The voters are sometimes idiots
The people who vote for the postseason awards — members of the Baseball Writers Association of America — are generally obsessed with counting statistics. The like home runs and RBIs and win/loss records. The don’t care as much for percentage statistics like batting average and ERA, and they absolutely crap all over anything more complicated than that. As such, they don’t always get things right. A simple example is last season, when Ryan Howard beat out Albert Pujols for the NL MVP Award because he had more homers and RBIs. Howard was clearly not as good as Pujols, but he won the award because he had the counting stats.

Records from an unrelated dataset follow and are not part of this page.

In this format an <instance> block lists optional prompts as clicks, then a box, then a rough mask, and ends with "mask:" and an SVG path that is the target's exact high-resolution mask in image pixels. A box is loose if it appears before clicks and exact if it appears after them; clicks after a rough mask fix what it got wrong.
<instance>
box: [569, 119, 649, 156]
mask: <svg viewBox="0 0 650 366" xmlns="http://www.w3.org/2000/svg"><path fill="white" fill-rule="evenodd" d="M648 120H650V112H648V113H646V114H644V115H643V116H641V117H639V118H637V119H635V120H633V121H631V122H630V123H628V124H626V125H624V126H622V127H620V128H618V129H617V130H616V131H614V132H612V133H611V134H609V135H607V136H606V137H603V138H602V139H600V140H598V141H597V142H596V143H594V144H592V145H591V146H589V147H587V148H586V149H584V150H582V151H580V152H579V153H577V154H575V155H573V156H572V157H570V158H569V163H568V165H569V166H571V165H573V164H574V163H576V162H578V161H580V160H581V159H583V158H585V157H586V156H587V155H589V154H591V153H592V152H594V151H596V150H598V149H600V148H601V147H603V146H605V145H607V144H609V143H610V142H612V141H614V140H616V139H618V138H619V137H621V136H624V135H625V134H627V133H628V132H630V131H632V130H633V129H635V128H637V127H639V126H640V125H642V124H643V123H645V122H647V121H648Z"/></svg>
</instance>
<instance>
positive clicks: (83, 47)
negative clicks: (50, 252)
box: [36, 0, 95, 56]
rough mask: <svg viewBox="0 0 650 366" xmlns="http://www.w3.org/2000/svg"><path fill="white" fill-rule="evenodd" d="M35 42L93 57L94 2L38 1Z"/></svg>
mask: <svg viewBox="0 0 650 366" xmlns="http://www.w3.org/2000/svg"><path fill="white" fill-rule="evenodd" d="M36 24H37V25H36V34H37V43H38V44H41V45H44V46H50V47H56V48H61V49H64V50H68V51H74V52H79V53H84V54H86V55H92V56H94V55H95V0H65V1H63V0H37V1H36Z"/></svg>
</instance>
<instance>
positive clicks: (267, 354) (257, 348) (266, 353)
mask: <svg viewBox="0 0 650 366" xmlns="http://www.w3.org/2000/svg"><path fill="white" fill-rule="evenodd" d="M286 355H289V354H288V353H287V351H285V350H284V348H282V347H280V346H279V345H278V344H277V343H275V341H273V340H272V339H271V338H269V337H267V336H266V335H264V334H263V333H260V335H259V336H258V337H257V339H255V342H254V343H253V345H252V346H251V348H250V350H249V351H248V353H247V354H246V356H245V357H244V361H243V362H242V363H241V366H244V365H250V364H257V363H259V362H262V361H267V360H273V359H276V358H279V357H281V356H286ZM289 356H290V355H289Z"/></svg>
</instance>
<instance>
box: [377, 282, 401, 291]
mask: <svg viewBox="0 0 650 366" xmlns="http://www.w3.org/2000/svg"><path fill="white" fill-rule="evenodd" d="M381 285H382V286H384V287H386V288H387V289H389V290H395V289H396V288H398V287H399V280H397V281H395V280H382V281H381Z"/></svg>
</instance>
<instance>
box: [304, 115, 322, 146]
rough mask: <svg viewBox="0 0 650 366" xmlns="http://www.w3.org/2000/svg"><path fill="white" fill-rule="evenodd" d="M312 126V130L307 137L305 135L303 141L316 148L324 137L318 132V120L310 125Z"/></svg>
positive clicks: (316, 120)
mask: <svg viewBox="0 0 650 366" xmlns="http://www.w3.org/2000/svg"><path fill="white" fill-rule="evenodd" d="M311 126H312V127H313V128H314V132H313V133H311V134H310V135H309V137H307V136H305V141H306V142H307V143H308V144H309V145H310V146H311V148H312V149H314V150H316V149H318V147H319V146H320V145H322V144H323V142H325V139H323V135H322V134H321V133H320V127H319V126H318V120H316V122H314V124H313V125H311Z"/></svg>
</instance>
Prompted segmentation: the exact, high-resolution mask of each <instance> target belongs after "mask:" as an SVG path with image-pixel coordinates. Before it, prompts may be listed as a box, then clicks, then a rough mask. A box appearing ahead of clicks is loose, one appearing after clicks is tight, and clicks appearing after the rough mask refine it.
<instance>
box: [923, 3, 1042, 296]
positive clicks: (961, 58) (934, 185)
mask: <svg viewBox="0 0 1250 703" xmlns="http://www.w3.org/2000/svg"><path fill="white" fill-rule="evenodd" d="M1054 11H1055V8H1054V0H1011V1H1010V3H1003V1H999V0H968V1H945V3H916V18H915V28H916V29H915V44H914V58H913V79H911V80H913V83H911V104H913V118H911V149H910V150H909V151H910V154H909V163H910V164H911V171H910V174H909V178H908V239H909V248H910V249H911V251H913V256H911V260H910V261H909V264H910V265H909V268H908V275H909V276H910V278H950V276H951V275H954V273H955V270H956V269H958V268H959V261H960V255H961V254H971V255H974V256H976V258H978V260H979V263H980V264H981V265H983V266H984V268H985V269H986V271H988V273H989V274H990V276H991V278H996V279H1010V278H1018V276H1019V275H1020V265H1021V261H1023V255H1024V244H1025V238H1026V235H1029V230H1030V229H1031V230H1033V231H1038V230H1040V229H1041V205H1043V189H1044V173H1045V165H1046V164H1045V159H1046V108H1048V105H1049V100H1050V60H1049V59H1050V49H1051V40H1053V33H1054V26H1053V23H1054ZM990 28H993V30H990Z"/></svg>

The same thing happens with the Cy Young Award, except worse. Home runs and RBIs reflect a hitter’s value far better than win/loss records do for pitchers, but the Cy Young voters often (stupidly) vote for the guy with the best record. In the past decade, I count five pitchers who won the award over a more qualified guy because of the record: Glavine over Kevin Brown in 1998; Zito over Pedro in 2002; Clemens over Johnson in 2004; Carpenter (and Dontrelle Willis) over Clemens in 2005; and Colon over Santana in 2005.
So, to put it simply, the Cy Young Award doesn’t actually mean you are the best pitcher in your league, which makes it a questionable tool when comparing talent.

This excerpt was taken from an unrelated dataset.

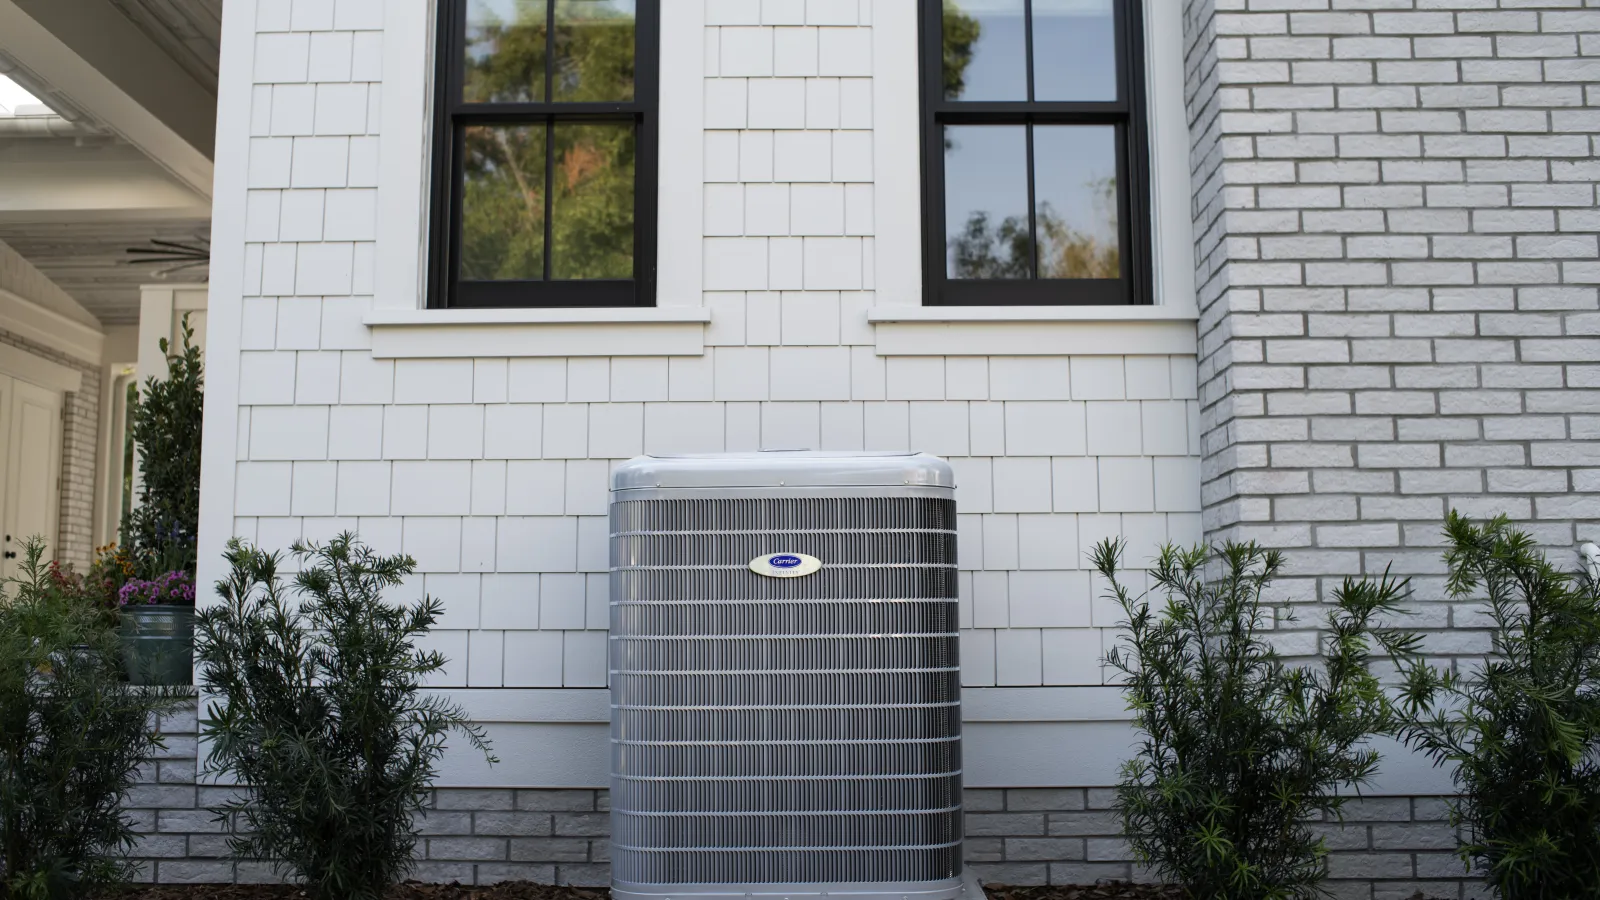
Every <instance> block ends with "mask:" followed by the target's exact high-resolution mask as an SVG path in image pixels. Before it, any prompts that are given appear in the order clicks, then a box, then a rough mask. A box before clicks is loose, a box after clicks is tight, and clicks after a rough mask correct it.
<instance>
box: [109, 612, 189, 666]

Some of these mares just ain’t what they used to be
Of the 13 active former Cy Young winners, only two are still in their prime: Webb and Santana. Roger Clemens has been the best pitcher in the National League the past two seasons (and was the second best in 2004, when he won his last Cy Young), but he is undeniably 44 years old, and it is bound to catch up with him one of these days. Some of the guys are saddled by injuries (Colon, Gagne, Halladay, Carpenter, and Pedro); some are getting old (Clemens, Maddux, Smoltz, and Glavine); one is old AND frail (Johnson); and one just isn’t as good as he used to be (Zito). So among Cy Young winners in their prime, the AL has a distinct advantage in Santana over Webb.
Second place matters too
And so does third place, probably. The American League has Curt Schilling, who has finished second in the voting three times (twice to Johnson and once to Santana). Trevor Hoffman and Mariano Rivera have each finished second a couple times. And several of our winners have other Top 3 finishes to their credit.
Youth will be served
Every pitcher who has ever won a Cy Young Award was once a young pitcher who had never won one. That’s a fact of life. So when we’re looking at the leagues, we have to take a look at the young (or youngish) guys who could, realistically, win the award at some point in their careers. I looked at the pitchers who qualified for the ERA title in each league last year (38 in the NL, 39 in the AL) and just made a list of guys who could, in my opinion, win a Cy Young sometime in the next five or ten years. I counted eight in the NL and eleven in the AL (including two former winners in each league). This obviously isn’t a perfect approach, but it’s not bad. Here’s who I have:
- Roy Oswalt
- Chris Carpenter
- Brandon Webb
- Carlos Zambrano
- Chris Young
- Dontrelle Willis
- Jake Peavy
- Matt Cain
- Johan Santana
- Roy Halladay
- C.C. Sabathia
- John Lackey
- Justin Verlander
- Chien-Ming Wang
- Erik Bedard
- Jeremy Bonderman
- Dan Haren
- Felix Hernandez
- Josh Beckett
The AL has the edge in numbers, and if you look closely, they have an edge in youth, too (among these guys, anyway). Based on this, here is my official declaration on this subject:
While the National League has more proven veterans who are past their respective primes, the American League seems poised to leave the NL in the dust over the next decade or so. If I were to write a blog entry five years from now with this same title (“Which league has the better pitchers?”), I suspect it would be a pretty stupid question.